Die Schwerkraft der Erde überwinden
Besondere Einblicke bietet auch ein thematisch nahes, eigens für die Ausstellung geschaffenes Raumschiff: Circa 14 Meter hoch, begehbar und täuschend echt wirkend fühlt man sich zuweilen an das Science-Fiction-Epos „2001: Odyssee im Weltraum“ erinnert. Die Schwerkraft der Erde überwinden und für einen kurzen Moment wie ein Astronaut im Weltall schweben, scheint möglich. Wie in vielen seiner Installationen erzeugt Erlich mit seiner Arbeit Spaceship einen illusionistischen Erfahrungsraum, der gemeinsam erlebbar ist und zur Reflexion über politische, soziale und ökologische Aspekte im Zusammengang mit der Raumfahrt anregen soll. Wie zuvor Moon wurde auch Spaceship von den Gästen der Braunschweiger Privatbank angeregt erkundet und sorgte für viel positive Interaktion und Verblüffung.

Ephemere Wolken
Nicht ganz so spektakulär wie die drei überdimensionalen Staun-Installationen, aber dennoch thematisch verbindend, präsentiert Leandro Erlich seine mehrteilige Arbeit The Cloud. Hier wurde anscheinend und augenscheinlich das Unmögliche überwunden: Ephemere Wolken wurden von ihm in vier Vitrinen eingefangen. Aber wie das möglich ist? Wie bleibt das flüchtige in stetiger Form?
Die Antwort: Pro Vitrine sind neun bedruckte und hintereinander geschichtete Glasscheiben mit einem fast poetisch anmutenden Wolkenbild positioniert, dass dadurch an faszinierender Plastizität gewinnt. Erlich bezeichnet Wolken als „Skulpturen aus Wasserdampf und Wind“, die im Kopf der Menschen entstehen. Zu träumen, zu fantasieren, zu erfinden und zu erzählen, stellt für ihn eine tief verwurzelte menschliche Fähigkeit des Geistes dar. Denn bei näherer Betrachtung lassen Leandro Erlichs Wolken einen Fisch, eine Ente, den Umriss von Südamerika sowie einen Pfeil erkennbar werden. Oder vielleicht auch etwas völlig anderes.
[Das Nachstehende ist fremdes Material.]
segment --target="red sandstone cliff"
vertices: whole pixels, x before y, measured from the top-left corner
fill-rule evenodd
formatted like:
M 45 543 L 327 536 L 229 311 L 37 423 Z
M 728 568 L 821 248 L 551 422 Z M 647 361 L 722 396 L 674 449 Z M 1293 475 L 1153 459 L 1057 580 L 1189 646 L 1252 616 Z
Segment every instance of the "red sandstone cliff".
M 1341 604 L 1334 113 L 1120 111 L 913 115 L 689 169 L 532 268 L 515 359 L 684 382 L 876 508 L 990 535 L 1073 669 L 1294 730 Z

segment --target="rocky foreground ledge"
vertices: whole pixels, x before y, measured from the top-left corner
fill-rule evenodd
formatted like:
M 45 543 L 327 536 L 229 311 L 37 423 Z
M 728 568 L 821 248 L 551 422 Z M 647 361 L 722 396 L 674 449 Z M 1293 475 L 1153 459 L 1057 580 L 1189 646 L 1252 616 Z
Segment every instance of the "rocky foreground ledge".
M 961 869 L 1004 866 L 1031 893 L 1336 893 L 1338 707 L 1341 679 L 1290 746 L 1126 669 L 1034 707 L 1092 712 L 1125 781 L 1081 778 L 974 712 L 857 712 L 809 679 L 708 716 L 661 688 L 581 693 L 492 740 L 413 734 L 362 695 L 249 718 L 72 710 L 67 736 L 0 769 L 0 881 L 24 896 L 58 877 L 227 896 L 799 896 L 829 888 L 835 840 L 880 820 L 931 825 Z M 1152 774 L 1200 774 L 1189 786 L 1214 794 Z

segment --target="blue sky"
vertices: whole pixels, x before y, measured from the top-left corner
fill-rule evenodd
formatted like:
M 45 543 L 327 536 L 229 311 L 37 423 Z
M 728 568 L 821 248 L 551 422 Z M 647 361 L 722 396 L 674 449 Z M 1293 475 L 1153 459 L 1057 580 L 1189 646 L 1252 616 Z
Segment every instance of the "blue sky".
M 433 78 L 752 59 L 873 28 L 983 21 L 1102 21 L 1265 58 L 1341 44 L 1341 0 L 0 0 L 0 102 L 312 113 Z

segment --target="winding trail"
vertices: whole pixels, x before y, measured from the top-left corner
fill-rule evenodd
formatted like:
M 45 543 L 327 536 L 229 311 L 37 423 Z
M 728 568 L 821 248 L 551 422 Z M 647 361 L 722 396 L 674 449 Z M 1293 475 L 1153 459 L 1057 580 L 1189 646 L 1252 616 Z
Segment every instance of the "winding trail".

Surreal anmutende Klein-Skulpturen
Abgerundet und ergänzt wird die Ausstellung durch einige besondere bildhauerische Klein-Kunstwerke aus Materialien wie Bronze, Glas, Keramik und Marmor.
In beleuchteten Schaukästen befinden sich beispielsweise ein winziges Haus, das in einem Kohlkopf Unterschlupf findet; ein Schmetterling mit menschlichen Ohren statt Flügeln sowie eine Schnecke, deren Fühler durch zwei Finger ersetzt wurden und deren Schneckengehäuse die äußere Erscheinung eines Gehirns angenommen hat. Die mehrteilige Werkgruppe Hybrid Nature präsentiert edel wirkende und surreal anmutende Skulpturen, die menschliche, tierische, pflanzliche, aber auch architektonische Merkmale vereinen. Eine kleine Horror-Mini-Show, die den Blick für die evolutionären Prozesse der Erdgeschichte richten und u.a. existenzielle Fragen nach der Entwicklung des Menschen aufwerfen soll. Der künstlerische Ansatz von Leandro Erlich ist hierbei spekulativ und in die Zukunft gerichtet: In welcher Form werden menschliche und nicht-menschliche Wesen künftig zusammenleben? Lassen sich die Grenzen zwischen Menschen, Tieren und Pflanzen verschieben oder gar auflösen?
Mit der visuellen Verschmelzung jener Grenzen verweist Leandro Erlich auf die komplexe Beziehung der Menschen zur Natur und versinnbildlicht das Potenzial des gemeinschaftlichen Wandels und Zusammenlebens. Schwerelos, die erste monografische Ausstellung des Künstlers in Deutschland, offenbart sich zugleich abgehoben, wie auch bodenständig. Spektakulär und zuweilen irritierend, aber auch spielerisch und humorvoll. Sie will einen vielseitigen Erfahrungsraum schaffen, indem sie die Auseinandersetzung mit unterschiedlichen Themen visuell erforscht und eine so unkonventionelle wie ungewöhnliche Perspektive auf wichtige Fragen bietet, die unsere Welt heute beschäftigen und prägen.
Zu einem angeregten Austausch bei hervorragenden Essen und Getränken kam es anschließend mit allen Beteiligten im Restaurant Oberdeck. Das Kunstmuseum Wolfsburg war eine Reise wert, die die meisten Gäste der Braunschweiger Privatbank sicher nicht so schnell vergessen werden.